With so much attention focused on the short term future of Iraq, there has been little discussion about what would happen if the United States maintained a long-term peacekeeping operation in the country.
In some GOP circles, the Korean model, in which U.S. troops maintain a peacekeeping presence along a tense but peaceful border, has been discussed as a long term solution. So Senate Budget Chairman Kent Conrad (D-N.D.) asked the Congressional Budget Office to conduct a study to determine the actual cost of a long-term presence of about 55,000 troops in Iraq.

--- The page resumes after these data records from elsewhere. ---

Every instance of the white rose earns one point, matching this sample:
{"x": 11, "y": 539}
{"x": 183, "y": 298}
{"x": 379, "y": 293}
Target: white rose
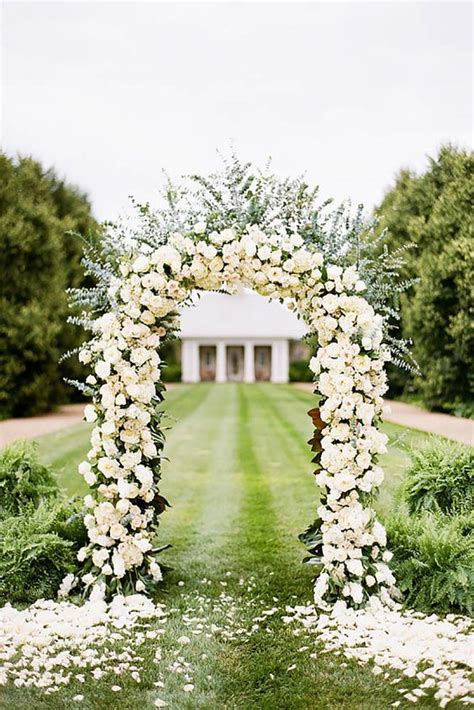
{"x": 141, "y": 264}
{"x": 102, "y": 369}
{"x": 90, "y": 478}
{"x": 355, "y": 567}
{"x": 90, "y": 415}
{"x": 199, "y": 227}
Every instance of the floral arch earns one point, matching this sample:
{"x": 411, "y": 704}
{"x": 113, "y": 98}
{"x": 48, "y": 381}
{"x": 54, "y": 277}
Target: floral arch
{"x": 260, "y": 233}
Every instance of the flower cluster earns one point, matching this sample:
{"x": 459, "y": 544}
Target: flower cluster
{"x": 123, "y": 464}
{"x": 350, "y": 377}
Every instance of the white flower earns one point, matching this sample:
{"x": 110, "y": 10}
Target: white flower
{"x": 90, "y": 414}
{"x": 141, "y": 264}
{"x": 102, "y": 369}
{"x": 66, "y": 585}
{"x": 199, "y": 228}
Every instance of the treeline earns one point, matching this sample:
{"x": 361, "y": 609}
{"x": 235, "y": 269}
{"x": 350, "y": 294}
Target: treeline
{"x": 434, "y": 210}
{"x": 38, "y": 262}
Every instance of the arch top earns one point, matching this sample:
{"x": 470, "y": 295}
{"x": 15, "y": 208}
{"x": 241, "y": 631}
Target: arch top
{"x": 291, "y": 254}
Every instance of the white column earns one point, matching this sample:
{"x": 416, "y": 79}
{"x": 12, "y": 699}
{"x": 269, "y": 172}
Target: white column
{"x": 221, "y": 364}
{"x": 249, "y": 363}
{"x": 285, "y": 360}
{"x": 280, "y": 360}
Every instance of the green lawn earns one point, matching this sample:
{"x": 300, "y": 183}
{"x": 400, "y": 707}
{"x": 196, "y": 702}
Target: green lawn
{"x": 239, "y": 480}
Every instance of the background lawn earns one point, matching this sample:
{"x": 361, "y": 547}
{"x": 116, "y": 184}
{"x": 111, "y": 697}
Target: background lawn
{"x": 239, "y": 480}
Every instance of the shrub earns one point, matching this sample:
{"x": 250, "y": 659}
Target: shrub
{"x": 299, "y": 372}
{"x": 434, "y": 561}
{"x": 38, "y": 548}
{"x": 37, "y": 209}
{"x": 441, "y": 477}
{"x": 434, "y": 211}
{"x": 23, "y": 479}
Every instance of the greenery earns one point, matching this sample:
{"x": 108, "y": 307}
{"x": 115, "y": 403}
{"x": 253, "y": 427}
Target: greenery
{"x": 434, "y": 560}
{"x": 441, "y": 478}
{"x": 172, "y": 372}
{"x": 433, "y": 539}
{"x": 24, "y": 481}
{"x": 241, "y": 484}
{"x": 37, "y": 209}
{"x": 240, "y": 196}
{"x": 40, "y": 533}
{"x": 300, "y": 372}
{"x": 434, "y": 210}
{"x": 38, "y": 548}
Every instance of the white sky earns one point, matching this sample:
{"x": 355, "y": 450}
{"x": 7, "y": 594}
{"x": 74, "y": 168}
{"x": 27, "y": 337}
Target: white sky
{"x": 112, "y": 93}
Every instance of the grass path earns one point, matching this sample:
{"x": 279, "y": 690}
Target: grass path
{"x": 240, "y": 484}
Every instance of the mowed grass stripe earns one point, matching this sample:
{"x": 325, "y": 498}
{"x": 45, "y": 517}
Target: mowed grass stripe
{"x": 202, "y": 481}
{"x": 259, "y": 672}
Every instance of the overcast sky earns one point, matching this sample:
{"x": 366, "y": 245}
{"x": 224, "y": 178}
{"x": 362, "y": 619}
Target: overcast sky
{"x": 112, "y": 93}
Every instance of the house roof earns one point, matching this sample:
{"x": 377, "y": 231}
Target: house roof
{"x": 245, "y": 315}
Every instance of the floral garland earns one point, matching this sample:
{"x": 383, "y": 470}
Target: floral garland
{"x": 123, "y": 464}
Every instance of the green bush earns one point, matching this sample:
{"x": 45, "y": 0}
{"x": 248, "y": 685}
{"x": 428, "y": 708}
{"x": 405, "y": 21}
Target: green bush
{"x": 172, "y": 372}
{"x": 23, "y": 479}
{"x": 38, "y": 261}
{"x": 300, "y": 372}
{"x": 434, "y": 211}
{"x": 434, "y": 561}
{"x": 441, "y": 477}
{"x": 37, "y": 549}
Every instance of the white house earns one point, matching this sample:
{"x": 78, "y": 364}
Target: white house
{"x": 241, "y": 338}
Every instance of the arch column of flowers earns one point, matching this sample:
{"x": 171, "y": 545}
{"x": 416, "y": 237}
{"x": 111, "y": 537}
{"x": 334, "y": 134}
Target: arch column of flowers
{"x": 123, "y": 465}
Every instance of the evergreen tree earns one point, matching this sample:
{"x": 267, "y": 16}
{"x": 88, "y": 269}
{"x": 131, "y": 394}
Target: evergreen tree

Under the "combat" scenario, the cost would run $25 billion a year, while a peacekeeping operation would cost $10 billion a year. Conrad appears to have asked the CBO to conduct the study not because he supports the idea of a long-term troop presence but to higlight the trillion dollar cost over the next 50 years if the Korea scenario is actually followed.
“President Bush has repeatedly drawn an analogy between the Iraq and Korean wars and his administration has suggested that our ongoing presence in Korea could provide a model for Iraq,” Conrad said. “The American people deserve to know that they are going to be handed a multi-trillion dollar bill from this President to cover the cost of his misguided policy in Iraq.”
Sounding a more hopeful note, the CBO did say that if Iraq's infrastructure were to improve and the violence decreased in the long run, the costs could fall significantly over time.